RL Algorithms Package

At a Glance

Purpose:: RL algorithm implementations for network optimization
Location:: fusion/modules/rl/algorithms/
Key Files:: q_learning.py, bandits.py, base_drl.py
Prerequisites:: Basic RL theory (Q-learning, bandits, policy gradients)

This package provides the actual RL algorithms used by agents. It includes traditional methods (Q-learning, bandits) and integration classes for deep RL via Stable-Baselines3.

Algorithm Categories

FUSION supports three categories of RL algorithms:

+------------------------------------------------------------------+
|                    ALGORITHM CATEGORIES                          |
+------------------------------------------------------------------+
|                                                                  |
|  Traditional RL          Multi-Armed Bandits      Deep RL        |
|  ----------------        ------------------       --------       |
|  - Q-Learning            - Epsilon-Greedy         - PPO          |
|    (tabular)             - UCB                    - A2C          |
|                                                   - DQN          |
|                                                   - QR-DQN       |
|                                                                  |
|  State: (src, dst)       State: (src, dst)        State: obs vec |
|  Action: path index      Action: arm index        Action: int    |
|  Updates: Q-table        Updates: value est.      Updates: SB3   |
|                                                                  |
+------------------------------------------------------------------+

Category	Algorithms	State Space	Best For
Traditional	Q-Learning	Discrete (tabular)	Small networks, interpretable
Bandits	Epsilon-Greedy, UCB	Contextual (src, dst)	Fast learning, simple
Deep RL	PPO, A2C, DQN, QR-DQN	Continuous (vectors)	Large networks, complex features

Quick Start: Using Q-Learning

Q-Learning maintains a table of Q-values for each (source, destination, path, congestion_level) combination.

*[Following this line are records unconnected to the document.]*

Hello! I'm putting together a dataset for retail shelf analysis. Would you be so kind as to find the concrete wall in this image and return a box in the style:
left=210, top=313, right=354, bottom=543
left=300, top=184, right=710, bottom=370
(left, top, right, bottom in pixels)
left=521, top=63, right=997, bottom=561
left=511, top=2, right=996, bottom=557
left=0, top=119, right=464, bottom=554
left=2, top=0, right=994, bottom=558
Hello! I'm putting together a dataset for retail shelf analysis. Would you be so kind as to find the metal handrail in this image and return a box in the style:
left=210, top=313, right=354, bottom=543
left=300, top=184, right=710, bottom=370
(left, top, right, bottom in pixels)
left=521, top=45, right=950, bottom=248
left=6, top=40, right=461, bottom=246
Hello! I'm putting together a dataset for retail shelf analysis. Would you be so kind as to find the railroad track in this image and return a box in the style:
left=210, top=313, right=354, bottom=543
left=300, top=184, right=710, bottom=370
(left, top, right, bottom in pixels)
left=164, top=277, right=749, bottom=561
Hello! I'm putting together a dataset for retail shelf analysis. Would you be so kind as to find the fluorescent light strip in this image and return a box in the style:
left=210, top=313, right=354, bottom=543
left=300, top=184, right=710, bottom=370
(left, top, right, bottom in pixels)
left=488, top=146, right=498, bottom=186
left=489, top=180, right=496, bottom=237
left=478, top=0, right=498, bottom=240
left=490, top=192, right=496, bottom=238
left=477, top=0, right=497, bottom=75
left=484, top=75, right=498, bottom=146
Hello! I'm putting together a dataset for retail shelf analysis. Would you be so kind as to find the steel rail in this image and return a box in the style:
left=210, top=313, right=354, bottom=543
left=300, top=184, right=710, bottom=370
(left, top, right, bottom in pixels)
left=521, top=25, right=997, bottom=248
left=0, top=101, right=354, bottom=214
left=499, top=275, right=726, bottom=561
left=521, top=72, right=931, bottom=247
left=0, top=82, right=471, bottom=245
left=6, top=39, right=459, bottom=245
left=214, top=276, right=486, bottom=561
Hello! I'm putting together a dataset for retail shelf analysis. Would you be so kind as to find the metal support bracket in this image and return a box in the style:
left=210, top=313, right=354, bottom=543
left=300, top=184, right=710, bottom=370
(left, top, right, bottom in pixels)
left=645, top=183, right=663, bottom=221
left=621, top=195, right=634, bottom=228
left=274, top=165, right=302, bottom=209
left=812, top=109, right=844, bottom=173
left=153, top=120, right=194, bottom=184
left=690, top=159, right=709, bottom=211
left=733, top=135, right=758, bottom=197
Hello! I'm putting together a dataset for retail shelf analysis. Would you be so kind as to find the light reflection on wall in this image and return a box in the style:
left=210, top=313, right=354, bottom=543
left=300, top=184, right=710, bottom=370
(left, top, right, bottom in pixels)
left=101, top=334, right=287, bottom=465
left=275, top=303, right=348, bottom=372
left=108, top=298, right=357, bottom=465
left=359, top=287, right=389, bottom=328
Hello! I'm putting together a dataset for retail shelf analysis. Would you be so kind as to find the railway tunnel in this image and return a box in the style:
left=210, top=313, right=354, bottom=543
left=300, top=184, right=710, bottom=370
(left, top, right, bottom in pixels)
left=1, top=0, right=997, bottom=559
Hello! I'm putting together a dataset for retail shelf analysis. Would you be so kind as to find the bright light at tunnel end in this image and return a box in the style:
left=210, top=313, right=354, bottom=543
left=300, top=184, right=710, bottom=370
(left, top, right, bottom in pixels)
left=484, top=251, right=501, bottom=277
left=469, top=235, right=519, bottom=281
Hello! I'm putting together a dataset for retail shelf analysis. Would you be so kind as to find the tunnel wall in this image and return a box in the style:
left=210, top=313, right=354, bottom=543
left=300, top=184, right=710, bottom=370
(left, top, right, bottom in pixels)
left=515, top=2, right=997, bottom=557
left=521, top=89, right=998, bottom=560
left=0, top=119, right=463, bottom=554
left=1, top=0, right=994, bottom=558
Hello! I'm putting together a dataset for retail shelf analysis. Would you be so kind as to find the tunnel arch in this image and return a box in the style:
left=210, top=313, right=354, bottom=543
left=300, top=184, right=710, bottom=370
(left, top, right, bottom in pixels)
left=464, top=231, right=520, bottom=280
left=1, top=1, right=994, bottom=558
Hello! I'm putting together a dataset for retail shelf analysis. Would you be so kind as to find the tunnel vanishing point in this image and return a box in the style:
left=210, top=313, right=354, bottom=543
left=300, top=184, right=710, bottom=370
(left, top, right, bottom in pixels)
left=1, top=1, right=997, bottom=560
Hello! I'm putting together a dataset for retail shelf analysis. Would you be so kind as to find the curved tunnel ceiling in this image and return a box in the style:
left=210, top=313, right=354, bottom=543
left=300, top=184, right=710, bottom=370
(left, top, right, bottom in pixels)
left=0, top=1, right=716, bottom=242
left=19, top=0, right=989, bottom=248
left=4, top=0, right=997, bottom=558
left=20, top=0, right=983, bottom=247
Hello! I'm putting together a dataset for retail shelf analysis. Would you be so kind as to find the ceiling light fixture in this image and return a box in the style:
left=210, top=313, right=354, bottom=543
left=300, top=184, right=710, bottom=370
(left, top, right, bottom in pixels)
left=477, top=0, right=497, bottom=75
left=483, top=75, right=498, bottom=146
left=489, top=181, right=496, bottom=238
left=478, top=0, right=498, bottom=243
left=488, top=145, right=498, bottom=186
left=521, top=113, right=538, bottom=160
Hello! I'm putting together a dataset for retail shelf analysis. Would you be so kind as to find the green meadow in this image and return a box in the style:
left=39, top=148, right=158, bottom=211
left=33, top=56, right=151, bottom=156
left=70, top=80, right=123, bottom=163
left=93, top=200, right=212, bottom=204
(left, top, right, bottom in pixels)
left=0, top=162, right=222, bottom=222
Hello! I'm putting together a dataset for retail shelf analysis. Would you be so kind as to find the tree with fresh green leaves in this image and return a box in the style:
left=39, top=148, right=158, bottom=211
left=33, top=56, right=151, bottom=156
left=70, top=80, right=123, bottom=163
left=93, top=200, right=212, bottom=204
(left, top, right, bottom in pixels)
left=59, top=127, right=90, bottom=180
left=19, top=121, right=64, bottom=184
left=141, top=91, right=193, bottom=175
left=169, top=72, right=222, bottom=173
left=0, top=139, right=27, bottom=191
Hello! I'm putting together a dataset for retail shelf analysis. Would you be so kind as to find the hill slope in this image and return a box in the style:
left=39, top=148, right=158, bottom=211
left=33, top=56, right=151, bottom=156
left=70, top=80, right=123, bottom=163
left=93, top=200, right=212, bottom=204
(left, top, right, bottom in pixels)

Step 1: Initialize Q-Learning

from fusion.modules.rl.algorithms import QLearning

# Q-learning needs rl_props with network info and engine_props with config
q_learner = QLearning(rl_props=rl_props, engine_props=engine_props)

# Q-tables are automatically initialized:
# - routes_matrix: Q-values for path selection
# - cores_matrix: Q-values for core selection

What happens at initialization:

Creates QProps to hold Q-tables and statistics
Initializes routes_matrix with shape (num_nodes, num_nodes, k_paths, path_levels)
Initializes cores_matrix for multi-core scenarios
Populates Q-tables with initial paths from shortest path computation

Step 2: Get Best Action

# Get congestion levels for available paths
congestion_list = rl_helper.classify_paths(paths_list)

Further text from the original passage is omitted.